My career has followed an interesting trajectory. Media, strategy and technology. Radio sales. Agency leadership. Product launches. Multi-million dollar campaigns. Digital content, and voice AI at Amazon. But the work I actually remember was never about “good business”.
- A voice experience called Last Seen, built with people who had lost their sight — each one describing a work of art from their visual memory, recorded so that blind people who had never seen it could experience it through their words. It won a Webby Award, which was genuinely wonderful.
- An archive of WWI letters transformed into 3D audio so Australians could hear the voices of the fallen, not just read their words on a page.
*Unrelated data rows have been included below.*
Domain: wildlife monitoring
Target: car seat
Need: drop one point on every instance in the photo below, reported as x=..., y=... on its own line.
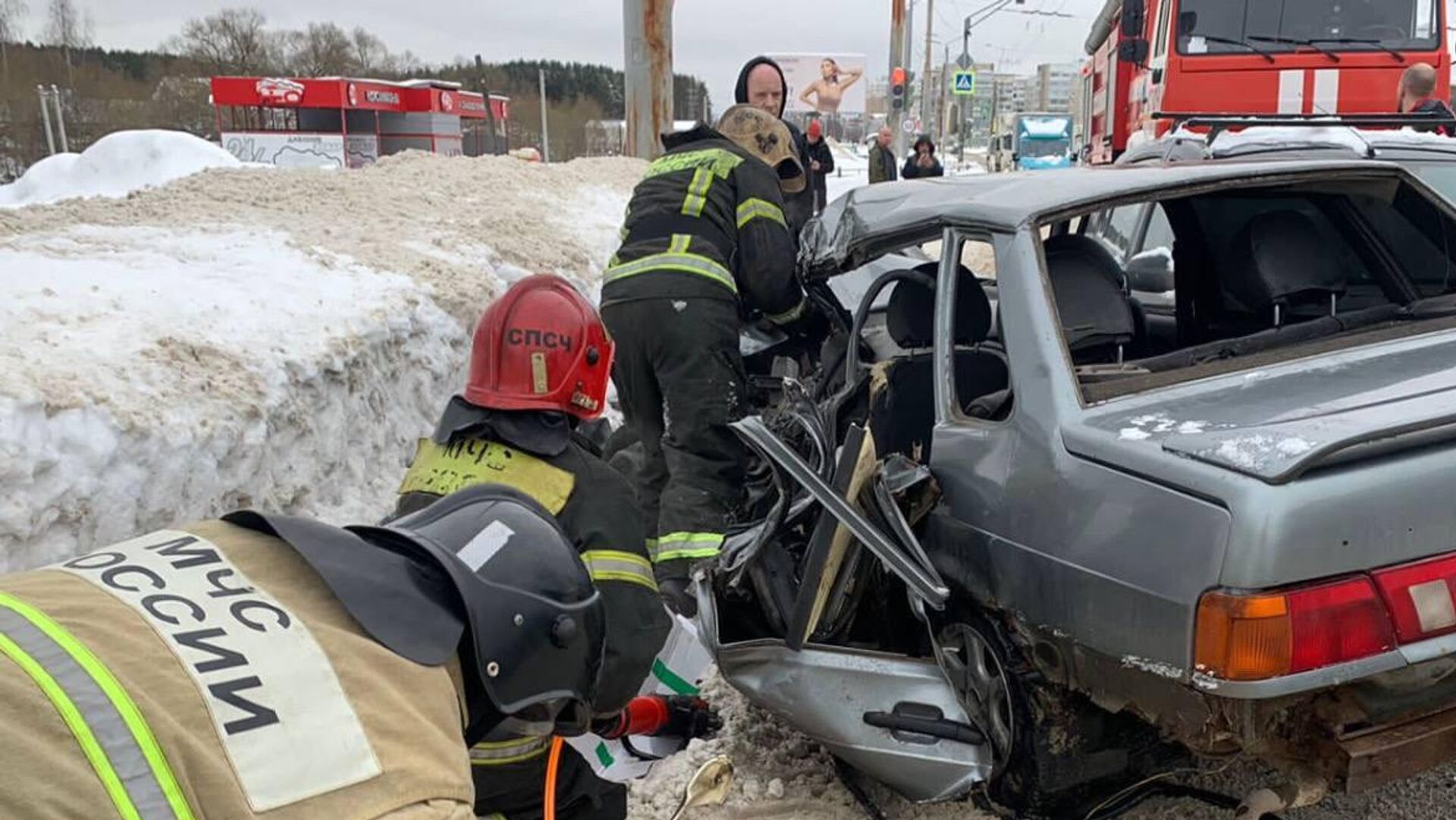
x=902, y=413
x=1285, y=270
x=1098, y=318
- A voice-activated programme developed in conjunction with the Australian Literacy and Numeracy Foundation, bringing language and story to kids in underserved communities, to enhance comprehension skills.
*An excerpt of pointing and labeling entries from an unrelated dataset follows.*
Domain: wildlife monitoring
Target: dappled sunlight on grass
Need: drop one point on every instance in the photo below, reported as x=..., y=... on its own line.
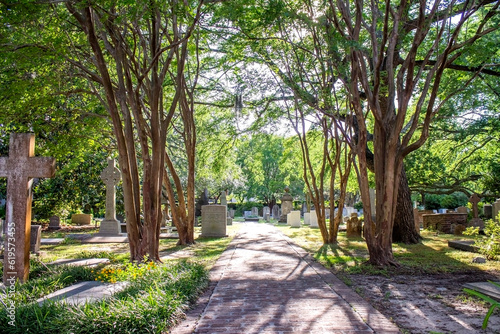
x=349, y=256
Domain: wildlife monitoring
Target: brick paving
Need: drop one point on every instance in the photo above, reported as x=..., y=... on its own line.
x=264, y=283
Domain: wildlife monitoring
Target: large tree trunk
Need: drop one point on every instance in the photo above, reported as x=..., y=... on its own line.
x=404, y=223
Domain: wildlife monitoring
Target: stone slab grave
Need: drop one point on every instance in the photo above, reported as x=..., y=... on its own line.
x=20, y=167
x=81, y=219
x=79, y=262
x=84, y=292
x=111, y=177
x=213, y=221
x=307, y=218
x=313, y=220
x=293, y=219
x=35, y=239
x=465, y=245
x=54, y=223
x=286, y=206
x=486, y=288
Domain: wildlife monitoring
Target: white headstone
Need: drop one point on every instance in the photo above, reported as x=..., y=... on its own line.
x=307, y=218
x=213, y=220
x=111, y=177
x=313, y=219
x=293, y=219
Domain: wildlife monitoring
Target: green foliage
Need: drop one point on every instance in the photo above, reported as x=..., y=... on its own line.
x=494, y=303
x=150, y=304
x=490, y=245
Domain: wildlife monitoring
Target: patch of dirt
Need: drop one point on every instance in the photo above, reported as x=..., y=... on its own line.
x=429, y=303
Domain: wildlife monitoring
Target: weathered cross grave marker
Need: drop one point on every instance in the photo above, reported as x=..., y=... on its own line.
x=111, y=177
x=19, y=168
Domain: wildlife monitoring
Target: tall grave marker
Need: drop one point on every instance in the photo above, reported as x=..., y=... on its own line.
x=20, y=167
x=111, y=177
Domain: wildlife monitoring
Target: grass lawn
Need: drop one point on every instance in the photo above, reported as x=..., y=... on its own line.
x=431, y=256
x=156, y=297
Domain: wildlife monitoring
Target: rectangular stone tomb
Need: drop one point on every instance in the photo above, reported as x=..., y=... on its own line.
x=84, y=292
x=35, y=240
x=81, y=219
x=213, y=220
x=442, y=222
x=486, y=288
x=466, y=245
x=293, y=219
x=313, y=219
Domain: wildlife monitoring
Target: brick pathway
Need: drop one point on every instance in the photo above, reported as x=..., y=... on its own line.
x=264, y=283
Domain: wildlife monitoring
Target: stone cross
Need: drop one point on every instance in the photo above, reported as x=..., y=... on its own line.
x=19, y=168
x=474, y=199
x=111, y=177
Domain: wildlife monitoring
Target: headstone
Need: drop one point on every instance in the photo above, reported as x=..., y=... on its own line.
x=111, y=177
x=213, y=221
x=354, y=226
x=286, y=205
x=307, y=218
x=255, y=211
x=35, y=238
x=475, y=221
x=54, y=223
x=474, y=199
x=19, y=168
x=293, y=219
x=266, y=211
x=313, y=219
x=327, y=213
x=223, y=198
x=496, y=209
x=81, y=219
x=373, y=203
x=276, y=211
x=488, y=211
x=303, y=210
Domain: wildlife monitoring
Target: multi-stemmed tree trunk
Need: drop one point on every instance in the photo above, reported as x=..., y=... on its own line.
x=398, y=88
x=134, y=55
- Research with Monash University on what happens to people with Parkinson’s or dementia when smart speakers and voice technology work together to increase agency and connection with the world.
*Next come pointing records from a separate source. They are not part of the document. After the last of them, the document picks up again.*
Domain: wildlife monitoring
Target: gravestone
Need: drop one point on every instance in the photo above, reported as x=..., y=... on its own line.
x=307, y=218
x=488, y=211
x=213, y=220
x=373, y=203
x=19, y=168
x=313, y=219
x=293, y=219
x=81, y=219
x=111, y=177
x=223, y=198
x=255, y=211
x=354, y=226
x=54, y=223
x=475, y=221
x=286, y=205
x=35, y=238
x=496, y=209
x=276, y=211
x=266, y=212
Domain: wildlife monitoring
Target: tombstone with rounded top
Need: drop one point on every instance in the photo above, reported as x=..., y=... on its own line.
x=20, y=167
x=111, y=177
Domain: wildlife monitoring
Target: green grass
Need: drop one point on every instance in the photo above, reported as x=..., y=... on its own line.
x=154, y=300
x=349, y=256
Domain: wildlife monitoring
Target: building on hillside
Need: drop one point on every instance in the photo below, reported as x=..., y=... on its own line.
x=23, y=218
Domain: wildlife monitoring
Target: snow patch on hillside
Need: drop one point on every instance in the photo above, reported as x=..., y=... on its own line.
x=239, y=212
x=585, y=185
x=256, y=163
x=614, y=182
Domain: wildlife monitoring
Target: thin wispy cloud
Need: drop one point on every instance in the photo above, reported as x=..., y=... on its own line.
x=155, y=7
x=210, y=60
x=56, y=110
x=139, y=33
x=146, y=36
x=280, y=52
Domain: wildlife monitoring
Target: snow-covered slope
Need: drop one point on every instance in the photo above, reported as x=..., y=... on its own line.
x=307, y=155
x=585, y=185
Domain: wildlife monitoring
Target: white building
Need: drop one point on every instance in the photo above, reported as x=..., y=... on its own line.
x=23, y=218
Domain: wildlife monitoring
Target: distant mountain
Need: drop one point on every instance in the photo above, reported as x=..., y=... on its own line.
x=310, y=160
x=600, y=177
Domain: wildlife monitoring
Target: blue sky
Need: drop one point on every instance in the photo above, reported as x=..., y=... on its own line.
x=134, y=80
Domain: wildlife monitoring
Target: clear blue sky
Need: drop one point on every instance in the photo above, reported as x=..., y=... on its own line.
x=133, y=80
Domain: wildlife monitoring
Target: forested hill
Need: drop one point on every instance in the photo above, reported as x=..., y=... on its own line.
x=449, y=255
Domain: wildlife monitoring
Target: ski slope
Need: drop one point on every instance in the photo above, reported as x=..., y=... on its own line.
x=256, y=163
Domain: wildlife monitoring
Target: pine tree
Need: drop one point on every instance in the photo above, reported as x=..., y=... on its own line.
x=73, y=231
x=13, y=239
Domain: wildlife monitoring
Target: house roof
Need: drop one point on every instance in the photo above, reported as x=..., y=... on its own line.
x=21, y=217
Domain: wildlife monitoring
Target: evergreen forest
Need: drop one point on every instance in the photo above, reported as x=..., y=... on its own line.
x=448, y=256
I loved doing work like this, because the impact these initiatives can have on people’s lives outshines any business metric out there.
So I started Vooee
Right now, Vooee is a one-person practice. I work with small businesses in Australia: helping them understand what AI can genuinely do for them, building tools that take the repetitive work off their plate, and thinking through what responsible adoption looks like at their scale. No jargon, no theatre, no tools that impress in a demo and confuse people in practice.
Over time, I want Vooee to grow in the direction of the work I care about most: voice experiences built for people and communities who deserve more. That’s where the most important problems live, and it’s the work I’ve been quietly building toward for most of my career. But you earn the right to do that work. Right now I’m earning it by being genuinely useful to the people who are already in front of me.
Why now
I almost launched Vooee five years ago. I chose to go to Amazon instead, and spent the years that followed leading AI partnerships there. I am glad I did. But since that decision, generative AI has changed the equation in a way that makes this feel like exactly the right moment to build something.
The tools got dramatically better, faster, and more accessible — all at the same time. Things that used to need a developer, a serious budget, and a six-month project timeline can now be put together by one person with a clear head and an afternoon. That gap I had been watching for twenty years — between what technology can do and who it actually reaches — is now closeable in ways it simply wasn’t before.
The large organisations with technical teams and consultants on speed dial will figure AI out. Take the small business owner who is brilliant at their actual work, but spends two hours every night on admin that a well-configured AI tool could handle in minutes. That person does not need a strategy document. They need someone who can talk to them plainly, without jargon or hype, about what is actually possible for their situation.
And that’s the kind of impact that matters to me.